When Dr. Bendock arrived, clutching a brown paper bag, Harry thumped his tail and struggled to rise, then remembered that his bones were too weak and his muscles too sore. She began to speak but realized there was nothing good to say. So she leaned down and kissed his forehead, and I said, “If you’d like to head in, we’ll be there in a moment.”
In those few moments, Harry gazed forlornly at the world before him—the century-and-a-half-old side street where we lived, the brick town houses that lined it, the sidewalk from which his friends and admirers so often approached, schoolchildren and neighbors and workmen who always had time to talk. It was a nice world, a soft world, a generous world—Harry’s world.

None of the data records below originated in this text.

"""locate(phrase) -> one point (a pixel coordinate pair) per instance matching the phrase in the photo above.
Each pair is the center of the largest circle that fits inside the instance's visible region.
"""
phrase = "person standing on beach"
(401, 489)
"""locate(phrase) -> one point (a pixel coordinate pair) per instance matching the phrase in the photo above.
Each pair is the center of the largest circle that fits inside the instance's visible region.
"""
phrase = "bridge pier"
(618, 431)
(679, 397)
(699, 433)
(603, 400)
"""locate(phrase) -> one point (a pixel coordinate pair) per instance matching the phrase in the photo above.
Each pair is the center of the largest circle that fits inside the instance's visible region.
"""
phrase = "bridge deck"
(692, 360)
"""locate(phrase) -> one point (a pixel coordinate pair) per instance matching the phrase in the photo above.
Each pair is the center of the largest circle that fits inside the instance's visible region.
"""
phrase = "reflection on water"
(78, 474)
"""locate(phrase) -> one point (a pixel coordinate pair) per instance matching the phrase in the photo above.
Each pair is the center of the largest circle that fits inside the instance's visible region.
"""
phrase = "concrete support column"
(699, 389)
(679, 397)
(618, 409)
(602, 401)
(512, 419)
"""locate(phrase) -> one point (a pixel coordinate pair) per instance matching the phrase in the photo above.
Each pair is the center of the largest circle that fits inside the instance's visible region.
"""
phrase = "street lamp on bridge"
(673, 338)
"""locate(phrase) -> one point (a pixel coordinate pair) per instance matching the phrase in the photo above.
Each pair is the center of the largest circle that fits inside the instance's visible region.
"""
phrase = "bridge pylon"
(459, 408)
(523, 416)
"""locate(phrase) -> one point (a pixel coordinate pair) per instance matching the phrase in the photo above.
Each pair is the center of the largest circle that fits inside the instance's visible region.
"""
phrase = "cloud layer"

“Come on, pal,” I finally said, standing up, my voice starting to crack. He pulled himself obediently to his feet, heartbreakingly so, his gaze falling downward as I held open the heavy door and gently guided him inside.
Harry was a month shy of his tenth birthday then, the most intuitive and wonderful creature that I have ever known. He was, to the end, as smart as ever, as kind as he had always been, as knowing as any living being I had ever met, my constant companion on foot, in the car, at home, in stores, in parks, never on a leash, always getting my jokes and playing more than a few himself. We had battled his lymphoma hard these last five months, battled it with steroids, chemotherapy, a new diet; any straw of hope, glimpse of a prayer that we could find, we tried. He hated it, every bit. He’d flop under my legs in the waiting room of the oncologist’s office in suburban Boston and force me to carry him into the treatment area when his name was called. There he would lie on the dog bed as the technicians poked and prodded his veins for yet another round of drugs, always staring straight ahead, more beleaguered than dejected. Finally, the stern oncologist named Kim who never seemed to like animals all that much, or at least Harry, told me there was nothing more she could do.